Definition of an Estate
Another key principle is that of an estate. An estate comprises of both assets and liabilities. An estate refers to all assets of the deceased person after all creditors have been paid, administrative fees have been covered and other costs. Therefore the beneficiary does not immediately become owner of inherited assets immediately after death of the deceased.

Requirements for Succession
The first requirement is that the deceased must have died. A beneficiary cannot inherit when the testator is alive. One of the exception is however when there is a presumption of death. Secondly, the beneficiary must be alive at the time of delatio (death of the testator) unless the testator had stated otherwise.

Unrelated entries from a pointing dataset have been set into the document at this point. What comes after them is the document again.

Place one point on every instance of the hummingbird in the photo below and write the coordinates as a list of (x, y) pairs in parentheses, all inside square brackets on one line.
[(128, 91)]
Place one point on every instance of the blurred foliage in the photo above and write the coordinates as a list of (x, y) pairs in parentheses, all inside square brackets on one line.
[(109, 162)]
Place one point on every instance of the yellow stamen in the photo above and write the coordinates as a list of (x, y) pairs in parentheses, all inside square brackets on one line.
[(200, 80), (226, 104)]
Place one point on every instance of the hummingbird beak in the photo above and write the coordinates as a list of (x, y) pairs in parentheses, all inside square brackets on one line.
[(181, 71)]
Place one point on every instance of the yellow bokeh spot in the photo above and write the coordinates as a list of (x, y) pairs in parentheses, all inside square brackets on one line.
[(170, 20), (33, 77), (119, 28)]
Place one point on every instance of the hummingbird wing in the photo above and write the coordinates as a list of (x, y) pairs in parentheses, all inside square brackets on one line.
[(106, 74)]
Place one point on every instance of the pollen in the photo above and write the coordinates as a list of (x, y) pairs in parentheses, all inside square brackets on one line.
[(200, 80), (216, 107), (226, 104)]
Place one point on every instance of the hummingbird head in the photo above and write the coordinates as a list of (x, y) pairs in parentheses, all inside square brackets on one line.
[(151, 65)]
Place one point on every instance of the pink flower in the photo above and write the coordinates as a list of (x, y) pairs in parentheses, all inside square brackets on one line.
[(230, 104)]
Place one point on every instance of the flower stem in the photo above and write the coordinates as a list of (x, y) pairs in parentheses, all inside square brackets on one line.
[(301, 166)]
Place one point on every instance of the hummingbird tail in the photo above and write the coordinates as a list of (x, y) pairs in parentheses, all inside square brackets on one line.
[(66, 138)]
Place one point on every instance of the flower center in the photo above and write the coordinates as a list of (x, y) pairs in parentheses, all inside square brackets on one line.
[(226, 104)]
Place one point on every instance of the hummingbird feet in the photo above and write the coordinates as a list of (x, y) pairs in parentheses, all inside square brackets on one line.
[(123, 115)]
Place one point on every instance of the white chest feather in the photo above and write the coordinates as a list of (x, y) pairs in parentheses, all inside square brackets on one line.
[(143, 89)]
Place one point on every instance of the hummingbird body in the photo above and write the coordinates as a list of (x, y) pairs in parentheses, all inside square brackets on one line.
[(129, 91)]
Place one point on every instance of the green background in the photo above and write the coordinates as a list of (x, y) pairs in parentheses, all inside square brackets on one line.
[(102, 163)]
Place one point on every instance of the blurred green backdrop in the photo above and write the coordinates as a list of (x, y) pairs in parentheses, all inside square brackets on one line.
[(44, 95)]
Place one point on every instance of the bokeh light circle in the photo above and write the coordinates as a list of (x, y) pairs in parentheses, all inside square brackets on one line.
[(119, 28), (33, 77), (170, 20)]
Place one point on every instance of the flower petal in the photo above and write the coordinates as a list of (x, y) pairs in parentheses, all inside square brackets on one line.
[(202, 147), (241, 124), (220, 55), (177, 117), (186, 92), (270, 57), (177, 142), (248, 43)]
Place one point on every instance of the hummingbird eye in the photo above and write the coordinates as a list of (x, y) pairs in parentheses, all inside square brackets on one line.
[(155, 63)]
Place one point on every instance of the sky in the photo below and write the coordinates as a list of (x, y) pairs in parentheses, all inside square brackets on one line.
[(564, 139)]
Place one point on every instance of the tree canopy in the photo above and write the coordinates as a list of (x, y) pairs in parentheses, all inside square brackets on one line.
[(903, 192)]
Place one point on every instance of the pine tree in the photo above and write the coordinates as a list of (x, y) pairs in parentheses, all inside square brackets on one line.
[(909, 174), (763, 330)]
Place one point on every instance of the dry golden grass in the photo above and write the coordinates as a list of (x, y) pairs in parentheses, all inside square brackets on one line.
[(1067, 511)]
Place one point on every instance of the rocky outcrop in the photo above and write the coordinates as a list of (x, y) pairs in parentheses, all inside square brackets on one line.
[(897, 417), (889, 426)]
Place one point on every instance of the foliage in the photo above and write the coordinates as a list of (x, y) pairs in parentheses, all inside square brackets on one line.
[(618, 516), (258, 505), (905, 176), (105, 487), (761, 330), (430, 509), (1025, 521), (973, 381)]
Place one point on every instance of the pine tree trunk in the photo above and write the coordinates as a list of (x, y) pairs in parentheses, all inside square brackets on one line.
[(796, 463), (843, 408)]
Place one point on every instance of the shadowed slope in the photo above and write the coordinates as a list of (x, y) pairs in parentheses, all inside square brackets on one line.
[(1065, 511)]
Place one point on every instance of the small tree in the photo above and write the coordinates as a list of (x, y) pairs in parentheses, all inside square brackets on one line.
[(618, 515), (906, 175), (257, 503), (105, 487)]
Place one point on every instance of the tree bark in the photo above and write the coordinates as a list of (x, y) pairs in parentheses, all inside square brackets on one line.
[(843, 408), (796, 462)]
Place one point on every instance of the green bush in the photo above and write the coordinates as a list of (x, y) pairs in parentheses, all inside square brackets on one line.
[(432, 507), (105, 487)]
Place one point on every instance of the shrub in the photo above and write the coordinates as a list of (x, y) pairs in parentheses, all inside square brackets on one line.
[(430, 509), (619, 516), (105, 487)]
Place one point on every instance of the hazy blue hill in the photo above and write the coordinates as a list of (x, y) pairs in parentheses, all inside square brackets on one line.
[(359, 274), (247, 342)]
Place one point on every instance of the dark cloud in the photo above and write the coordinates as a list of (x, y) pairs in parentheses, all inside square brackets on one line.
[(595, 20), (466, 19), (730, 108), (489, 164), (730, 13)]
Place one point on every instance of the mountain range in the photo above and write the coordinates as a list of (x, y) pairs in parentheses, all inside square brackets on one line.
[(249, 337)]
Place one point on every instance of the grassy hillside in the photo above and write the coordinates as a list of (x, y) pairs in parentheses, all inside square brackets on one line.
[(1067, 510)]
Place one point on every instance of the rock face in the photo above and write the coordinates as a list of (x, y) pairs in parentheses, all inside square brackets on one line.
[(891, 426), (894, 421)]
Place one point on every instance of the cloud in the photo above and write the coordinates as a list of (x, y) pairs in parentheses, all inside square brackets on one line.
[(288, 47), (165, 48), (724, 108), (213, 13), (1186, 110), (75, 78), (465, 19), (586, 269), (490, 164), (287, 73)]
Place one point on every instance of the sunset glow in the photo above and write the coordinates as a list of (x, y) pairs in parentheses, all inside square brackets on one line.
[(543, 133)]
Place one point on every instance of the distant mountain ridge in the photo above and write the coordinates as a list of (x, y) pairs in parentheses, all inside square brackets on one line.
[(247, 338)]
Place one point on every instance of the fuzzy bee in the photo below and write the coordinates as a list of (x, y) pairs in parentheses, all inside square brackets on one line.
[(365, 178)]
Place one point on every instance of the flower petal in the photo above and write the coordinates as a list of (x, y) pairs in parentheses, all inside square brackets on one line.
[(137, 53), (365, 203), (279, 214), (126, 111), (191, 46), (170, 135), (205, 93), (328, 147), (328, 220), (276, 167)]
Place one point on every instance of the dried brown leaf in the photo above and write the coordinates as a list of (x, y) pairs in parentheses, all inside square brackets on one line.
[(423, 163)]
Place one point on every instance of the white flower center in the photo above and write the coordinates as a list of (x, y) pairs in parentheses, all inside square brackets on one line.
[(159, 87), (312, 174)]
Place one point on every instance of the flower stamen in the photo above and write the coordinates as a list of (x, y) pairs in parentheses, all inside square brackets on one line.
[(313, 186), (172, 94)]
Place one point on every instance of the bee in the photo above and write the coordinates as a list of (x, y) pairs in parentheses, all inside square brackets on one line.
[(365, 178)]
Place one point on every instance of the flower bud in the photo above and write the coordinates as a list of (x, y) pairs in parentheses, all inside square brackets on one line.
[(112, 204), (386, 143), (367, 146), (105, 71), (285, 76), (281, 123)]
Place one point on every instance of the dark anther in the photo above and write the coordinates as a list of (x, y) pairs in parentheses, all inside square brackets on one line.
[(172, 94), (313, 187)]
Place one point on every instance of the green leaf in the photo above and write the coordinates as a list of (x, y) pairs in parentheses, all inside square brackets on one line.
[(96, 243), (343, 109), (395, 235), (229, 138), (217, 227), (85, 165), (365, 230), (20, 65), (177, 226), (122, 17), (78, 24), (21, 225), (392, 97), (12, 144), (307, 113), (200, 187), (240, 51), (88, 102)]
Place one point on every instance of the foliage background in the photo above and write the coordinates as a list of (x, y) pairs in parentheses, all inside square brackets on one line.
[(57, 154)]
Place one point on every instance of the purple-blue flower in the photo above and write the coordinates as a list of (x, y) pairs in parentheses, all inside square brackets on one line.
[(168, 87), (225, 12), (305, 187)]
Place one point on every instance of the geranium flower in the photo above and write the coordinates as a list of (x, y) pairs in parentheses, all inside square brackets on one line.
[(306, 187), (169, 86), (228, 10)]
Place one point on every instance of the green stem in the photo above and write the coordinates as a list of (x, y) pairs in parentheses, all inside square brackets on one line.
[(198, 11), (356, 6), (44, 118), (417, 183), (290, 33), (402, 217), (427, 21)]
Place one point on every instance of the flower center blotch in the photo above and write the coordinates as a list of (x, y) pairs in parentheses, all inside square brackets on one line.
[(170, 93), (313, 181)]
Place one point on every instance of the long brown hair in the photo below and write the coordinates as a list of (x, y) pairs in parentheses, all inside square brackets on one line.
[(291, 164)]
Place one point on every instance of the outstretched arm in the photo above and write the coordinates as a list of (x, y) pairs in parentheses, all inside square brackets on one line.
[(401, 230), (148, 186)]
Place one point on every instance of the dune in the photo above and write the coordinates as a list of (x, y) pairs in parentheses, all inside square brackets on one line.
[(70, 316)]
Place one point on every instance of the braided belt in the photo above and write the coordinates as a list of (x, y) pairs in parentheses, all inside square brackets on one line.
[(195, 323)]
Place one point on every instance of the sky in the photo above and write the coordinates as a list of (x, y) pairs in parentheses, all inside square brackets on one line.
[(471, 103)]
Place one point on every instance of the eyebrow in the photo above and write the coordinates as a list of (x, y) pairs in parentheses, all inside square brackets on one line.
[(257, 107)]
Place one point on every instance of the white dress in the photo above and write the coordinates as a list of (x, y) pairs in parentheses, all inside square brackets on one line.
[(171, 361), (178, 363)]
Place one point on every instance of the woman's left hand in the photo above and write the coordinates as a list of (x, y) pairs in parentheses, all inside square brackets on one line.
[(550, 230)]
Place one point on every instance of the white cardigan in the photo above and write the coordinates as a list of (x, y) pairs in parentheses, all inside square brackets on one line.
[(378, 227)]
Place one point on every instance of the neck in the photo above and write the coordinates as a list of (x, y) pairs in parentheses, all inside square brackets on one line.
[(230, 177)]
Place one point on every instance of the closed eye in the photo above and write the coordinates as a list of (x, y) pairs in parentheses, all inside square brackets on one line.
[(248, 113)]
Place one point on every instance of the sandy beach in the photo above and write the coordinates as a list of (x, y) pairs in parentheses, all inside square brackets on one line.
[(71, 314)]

TESTATE SUCCESSION & INTESTATE SUCCESSION

Intestate Succession
The law of intestate succession is a body of rules which determines how the estate of a deceased person will devolve (i) where he/she dies without a will; (ii) where the will is declared invalid; or (iii) where they have a partial will (i.e. a will without a residuary clause). In Botswana, the estate of a deceased who dies intestate can devolve either under statutory law (i.e. rules in the Succession Act) or if the deceased was a tribesman, then under the rules of customary law.
Testate Succession
These are rules that regulate the distribution of an estate according to the wishes of the testator expressed in a will.